Donald Trump Is A Huge Racist
Who could have seen this coming?
During our conversation, Cohen recalled a discussion at Trump Tower, following the then-candidate’s return from a campaign rally during the 2016 election cycle. Cohen had watched the rally on TV and noticed that the crowd was largely Caucasian. He offered this observation to his boss. “I told Trump that the rally looked vanilla on television. Trump responded, ‘That’s because black people are too stupid to vote for me.’” (The White House did not respond to multiple requests for comment.)
This conversation, he noted, was reminiscent of an exchange that the two men had engaged in years earlier, after Nelson Mandela’s death. “[Trump] said to me, ‘Name one country run by a black person that’s not a shithole,’ and then he added, ‘Name one city,’” Cohen recalled, a statement that echoed the president’s alleged comments about African nations earlier this year. (White House press secretary Sarah Huckabee Sanders denied those comments at the time. She added that “no one here is going to pretend like the president is always politically correct—he isn’t.” She subsequently noted that it was “one of the reasons the American people love him.”)
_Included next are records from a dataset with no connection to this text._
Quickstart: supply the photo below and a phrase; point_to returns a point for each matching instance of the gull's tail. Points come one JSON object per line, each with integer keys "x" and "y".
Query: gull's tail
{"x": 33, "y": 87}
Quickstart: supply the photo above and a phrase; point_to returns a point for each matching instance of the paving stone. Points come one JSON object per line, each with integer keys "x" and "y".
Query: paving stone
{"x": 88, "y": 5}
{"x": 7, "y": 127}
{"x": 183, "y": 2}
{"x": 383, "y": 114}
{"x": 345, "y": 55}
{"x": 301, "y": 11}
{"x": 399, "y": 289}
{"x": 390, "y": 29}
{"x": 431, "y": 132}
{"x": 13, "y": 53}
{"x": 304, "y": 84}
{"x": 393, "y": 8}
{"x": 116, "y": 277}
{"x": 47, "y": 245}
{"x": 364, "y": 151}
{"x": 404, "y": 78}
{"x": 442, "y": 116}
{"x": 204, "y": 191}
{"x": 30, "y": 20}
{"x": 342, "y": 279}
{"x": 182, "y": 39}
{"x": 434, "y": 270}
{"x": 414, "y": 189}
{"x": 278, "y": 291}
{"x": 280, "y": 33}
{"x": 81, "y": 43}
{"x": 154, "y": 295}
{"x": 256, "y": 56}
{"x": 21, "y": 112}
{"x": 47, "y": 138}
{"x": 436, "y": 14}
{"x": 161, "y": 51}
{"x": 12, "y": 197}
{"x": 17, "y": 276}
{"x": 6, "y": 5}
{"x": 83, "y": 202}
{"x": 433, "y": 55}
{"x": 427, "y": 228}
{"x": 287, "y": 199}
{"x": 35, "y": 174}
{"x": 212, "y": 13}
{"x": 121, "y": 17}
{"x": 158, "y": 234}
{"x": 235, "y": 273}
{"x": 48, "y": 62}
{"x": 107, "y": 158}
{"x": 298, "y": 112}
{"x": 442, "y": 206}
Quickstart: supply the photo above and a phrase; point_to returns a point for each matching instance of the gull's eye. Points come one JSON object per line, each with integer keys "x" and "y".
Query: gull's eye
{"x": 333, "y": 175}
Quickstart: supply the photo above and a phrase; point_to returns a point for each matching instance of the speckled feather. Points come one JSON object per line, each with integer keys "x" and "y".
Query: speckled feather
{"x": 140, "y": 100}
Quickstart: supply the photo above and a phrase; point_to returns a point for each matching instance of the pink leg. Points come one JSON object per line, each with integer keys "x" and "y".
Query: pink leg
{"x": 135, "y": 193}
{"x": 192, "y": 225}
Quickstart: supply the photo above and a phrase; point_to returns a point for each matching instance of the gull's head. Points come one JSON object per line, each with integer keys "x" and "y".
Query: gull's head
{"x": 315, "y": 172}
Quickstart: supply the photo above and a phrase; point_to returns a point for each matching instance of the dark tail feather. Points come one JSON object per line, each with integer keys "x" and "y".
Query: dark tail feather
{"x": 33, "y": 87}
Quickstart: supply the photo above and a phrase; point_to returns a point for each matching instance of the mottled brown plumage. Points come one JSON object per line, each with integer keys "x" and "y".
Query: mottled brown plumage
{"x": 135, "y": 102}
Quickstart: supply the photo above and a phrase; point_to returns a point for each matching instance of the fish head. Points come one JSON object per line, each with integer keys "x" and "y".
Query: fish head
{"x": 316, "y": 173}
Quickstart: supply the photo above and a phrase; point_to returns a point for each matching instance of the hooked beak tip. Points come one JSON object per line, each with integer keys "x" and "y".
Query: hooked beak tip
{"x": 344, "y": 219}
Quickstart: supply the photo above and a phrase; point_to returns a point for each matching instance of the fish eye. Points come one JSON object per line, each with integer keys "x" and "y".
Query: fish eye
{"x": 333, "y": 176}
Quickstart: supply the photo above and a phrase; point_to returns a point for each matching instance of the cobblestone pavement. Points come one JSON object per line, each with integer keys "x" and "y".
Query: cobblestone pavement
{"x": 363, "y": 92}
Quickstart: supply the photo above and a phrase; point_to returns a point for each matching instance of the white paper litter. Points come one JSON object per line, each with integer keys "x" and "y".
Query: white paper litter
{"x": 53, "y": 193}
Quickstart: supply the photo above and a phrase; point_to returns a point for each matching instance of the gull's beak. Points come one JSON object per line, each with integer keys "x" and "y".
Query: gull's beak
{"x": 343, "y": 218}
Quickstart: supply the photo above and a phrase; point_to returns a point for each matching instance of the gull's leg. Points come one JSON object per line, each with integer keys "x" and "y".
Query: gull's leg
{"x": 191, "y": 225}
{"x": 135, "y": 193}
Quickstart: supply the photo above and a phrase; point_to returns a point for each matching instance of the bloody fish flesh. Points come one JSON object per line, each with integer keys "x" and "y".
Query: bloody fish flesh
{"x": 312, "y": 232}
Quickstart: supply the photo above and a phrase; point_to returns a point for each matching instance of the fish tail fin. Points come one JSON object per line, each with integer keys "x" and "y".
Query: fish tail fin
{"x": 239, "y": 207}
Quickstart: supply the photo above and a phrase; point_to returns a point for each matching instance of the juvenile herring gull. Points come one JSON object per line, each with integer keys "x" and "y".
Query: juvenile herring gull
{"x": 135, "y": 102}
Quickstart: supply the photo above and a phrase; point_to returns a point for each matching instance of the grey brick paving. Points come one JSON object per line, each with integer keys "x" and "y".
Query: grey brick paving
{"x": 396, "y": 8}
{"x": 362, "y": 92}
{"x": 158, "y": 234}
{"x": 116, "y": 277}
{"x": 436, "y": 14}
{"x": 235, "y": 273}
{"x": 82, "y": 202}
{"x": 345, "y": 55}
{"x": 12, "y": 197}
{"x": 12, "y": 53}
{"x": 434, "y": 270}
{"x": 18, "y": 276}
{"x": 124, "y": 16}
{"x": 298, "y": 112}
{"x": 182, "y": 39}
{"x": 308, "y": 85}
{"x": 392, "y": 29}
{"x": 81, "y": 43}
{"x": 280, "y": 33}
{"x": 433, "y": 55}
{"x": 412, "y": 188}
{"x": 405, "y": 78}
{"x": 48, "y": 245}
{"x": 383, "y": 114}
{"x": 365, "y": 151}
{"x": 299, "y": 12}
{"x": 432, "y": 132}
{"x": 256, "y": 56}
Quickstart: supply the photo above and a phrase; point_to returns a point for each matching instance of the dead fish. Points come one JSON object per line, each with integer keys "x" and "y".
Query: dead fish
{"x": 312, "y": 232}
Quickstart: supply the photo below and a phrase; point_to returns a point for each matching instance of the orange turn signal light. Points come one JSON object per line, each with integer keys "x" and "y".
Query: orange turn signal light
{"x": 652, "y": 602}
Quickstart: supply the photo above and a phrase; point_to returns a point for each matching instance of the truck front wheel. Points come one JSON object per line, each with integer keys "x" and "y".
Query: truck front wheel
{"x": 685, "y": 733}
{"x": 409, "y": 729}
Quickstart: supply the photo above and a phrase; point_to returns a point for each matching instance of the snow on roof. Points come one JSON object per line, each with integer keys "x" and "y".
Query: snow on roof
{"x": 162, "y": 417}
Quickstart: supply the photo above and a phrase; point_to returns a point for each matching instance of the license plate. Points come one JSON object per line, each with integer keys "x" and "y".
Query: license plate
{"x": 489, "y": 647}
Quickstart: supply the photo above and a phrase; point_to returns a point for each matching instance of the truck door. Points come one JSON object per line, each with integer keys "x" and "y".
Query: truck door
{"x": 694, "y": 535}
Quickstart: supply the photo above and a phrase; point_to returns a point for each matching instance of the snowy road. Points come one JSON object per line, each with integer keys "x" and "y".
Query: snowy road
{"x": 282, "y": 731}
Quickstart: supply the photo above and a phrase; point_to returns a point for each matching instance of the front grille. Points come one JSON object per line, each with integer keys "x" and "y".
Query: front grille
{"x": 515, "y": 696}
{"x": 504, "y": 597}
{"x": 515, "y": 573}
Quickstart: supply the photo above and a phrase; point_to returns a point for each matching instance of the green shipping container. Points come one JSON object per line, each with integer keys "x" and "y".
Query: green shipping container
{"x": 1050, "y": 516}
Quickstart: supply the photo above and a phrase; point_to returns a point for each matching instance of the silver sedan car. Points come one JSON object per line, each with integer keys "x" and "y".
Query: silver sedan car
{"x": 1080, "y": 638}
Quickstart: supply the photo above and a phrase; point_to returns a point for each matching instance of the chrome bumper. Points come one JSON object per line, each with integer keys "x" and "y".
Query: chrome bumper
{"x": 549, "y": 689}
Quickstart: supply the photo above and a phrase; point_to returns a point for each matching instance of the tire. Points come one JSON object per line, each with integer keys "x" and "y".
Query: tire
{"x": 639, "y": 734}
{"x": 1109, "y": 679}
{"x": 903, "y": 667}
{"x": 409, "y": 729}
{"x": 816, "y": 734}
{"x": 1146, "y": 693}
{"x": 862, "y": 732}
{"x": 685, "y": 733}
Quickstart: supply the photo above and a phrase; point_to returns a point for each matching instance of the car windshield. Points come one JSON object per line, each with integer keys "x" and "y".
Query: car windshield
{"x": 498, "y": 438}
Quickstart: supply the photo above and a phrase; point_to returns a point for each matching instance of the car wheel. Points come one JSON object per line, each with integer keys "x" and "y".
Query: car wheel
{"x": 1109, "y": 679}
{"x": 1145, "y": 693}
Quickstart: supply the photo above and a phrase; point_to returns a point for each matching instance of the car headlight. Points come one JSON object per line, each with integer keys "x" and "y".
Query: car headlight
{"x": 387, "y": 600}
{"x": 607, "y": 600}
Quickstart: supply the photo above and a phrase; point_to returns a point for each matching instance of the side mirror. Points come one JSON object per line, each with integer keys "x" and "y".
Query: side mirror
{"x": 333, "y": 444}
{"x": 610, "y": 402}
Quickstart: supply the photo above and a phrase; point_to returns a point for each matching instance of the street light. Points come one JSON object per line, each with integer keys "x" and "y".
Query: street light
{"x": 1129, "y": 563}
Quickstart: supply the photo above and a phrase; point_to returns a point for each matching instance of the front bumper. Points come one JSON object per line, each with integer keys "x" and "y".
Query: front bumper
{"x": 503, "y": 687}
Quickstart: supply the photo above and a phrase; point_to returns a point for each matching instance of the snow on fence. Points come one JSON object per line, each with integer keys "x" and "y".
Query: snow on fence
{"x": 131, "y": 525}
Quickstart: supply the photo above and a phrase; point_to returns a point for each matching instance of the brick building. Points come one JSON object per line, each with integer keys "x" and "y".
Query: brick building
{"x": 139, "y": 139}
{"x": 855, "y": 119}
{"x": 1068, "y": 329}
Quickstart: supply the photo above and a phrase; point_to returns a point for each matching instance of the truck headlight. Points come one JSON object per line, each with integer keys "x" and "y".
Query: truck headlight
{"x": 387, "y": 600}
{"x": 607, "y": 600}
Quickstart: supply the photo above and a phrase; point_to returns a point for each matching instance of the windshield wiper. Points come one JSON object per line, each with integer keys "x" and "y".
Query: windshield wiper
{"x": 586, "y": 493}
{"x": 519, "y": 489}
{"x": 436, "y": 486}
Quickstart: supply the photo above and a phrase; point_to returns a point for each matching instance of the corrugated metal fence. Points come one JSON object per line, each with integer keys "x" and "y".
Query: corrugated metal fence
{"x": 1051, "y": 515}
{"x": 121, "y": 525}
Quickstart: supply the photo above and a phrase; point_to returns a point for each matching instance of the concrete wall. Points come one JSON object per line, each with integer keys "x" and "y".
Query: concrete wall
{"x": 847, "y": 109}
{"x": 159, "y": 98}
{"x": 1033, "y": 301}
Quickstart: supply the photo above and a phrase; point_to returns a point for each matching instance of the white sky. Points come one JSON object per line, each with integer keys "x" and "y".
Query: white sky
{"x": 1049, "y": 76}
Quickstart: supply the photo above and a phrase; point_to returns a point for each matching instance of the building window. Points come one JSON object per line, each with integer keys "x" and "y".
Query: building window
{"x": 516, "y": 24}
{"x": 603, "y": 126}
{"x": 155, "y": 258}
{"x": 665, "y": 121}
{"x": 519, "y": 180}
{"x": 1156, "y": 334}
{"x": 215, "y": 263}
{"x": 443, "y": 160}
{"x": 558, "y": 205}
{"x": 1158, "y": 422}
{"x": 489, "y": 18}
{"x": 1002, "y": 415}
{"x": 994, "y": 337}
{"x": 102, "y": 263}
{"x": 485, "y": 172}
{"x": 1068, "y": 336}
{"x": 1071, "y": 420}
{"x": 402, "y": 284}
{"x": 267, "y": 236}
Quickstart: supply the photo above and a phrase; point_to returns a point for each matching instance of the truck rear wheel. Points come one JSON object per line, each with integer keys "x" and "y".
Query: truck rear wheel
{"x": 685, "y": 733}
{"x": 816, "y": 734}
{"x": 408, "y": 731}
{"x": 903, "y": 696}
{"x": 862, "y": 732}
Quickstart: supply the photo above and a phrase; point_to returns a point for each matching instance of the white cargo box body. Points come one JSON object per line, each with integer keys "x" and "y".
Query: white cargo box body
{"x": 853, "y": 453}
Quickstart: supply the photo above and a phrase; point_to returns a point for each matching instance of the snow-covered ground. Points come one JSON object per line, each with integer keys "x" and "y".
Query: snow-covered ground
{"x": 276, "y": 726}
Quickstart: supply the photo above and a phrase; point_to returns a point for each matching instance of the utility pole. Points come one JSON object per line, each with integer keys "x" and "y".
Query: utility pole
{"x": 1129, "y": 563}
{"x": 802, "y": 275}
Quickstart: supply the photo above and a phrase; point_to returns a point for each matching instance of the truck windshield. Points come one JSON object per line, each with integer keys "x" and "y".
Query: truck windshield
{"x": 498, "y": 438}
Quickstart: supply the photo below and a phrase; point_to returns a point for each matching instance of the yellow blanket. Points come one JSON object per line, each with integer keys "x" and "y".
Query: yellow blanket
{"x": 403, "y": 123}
Cohen also recounted a conversation he had with Trump in the late 2000s, while they were traveling to Chicago for a Trump International Hotel board meeting. “We were going from the airport to the hotel, and we drove through what looked like a rougher neighborhood. Trump made a comment to me, saying that only the blacks could live like this.” After the first few seasons of The Apprentice, Cohen recalled how he and Trump were discussing the reality show and past season winners. The conversation wended its way back to the show’s first season, which ended in a head-to-head between two contestants, Bill Rancic and Kwame Jackson. “Trump was explaining his back-and-forth about not picking Jackson,” an African-American investment manager who had graduated from Harvard Business School. “He said, ‘There’s no way I can let this black f-g win.’” (Jackson told me that he had heard that the president made such a comment. “My response to President Trump is simple and Wakandan,” he said, referring to the fictional African country where Black Panther hails from. “‘Not today, colonizer!’”)
In retrospect, Cohen told me that he wishes he had quit the Trump Organization when he heard these offensive remarks. “I should have been a bigger person, and I should have left,” he said. He didn’t, he said, because he grew numb to the language and, in awe of the job, forgave his boss’s sins. Cohen, in fact, even defended the president publicly against charges of racism. Last year, he explicitly tweeted as much. Cohen explained that he defended the president because he thought the magnitude of the office would eventually force him to be more judicious with his words. “I truly thought the office would change him,” he said. But it hasn’t, Cohen continued. In fact, he said, it has exacerbated his rhetoric.
The evidence is redundant at this point, but still. That last graf is basically the story of American politics since it was clear that Trump was going to win the Republican nomination.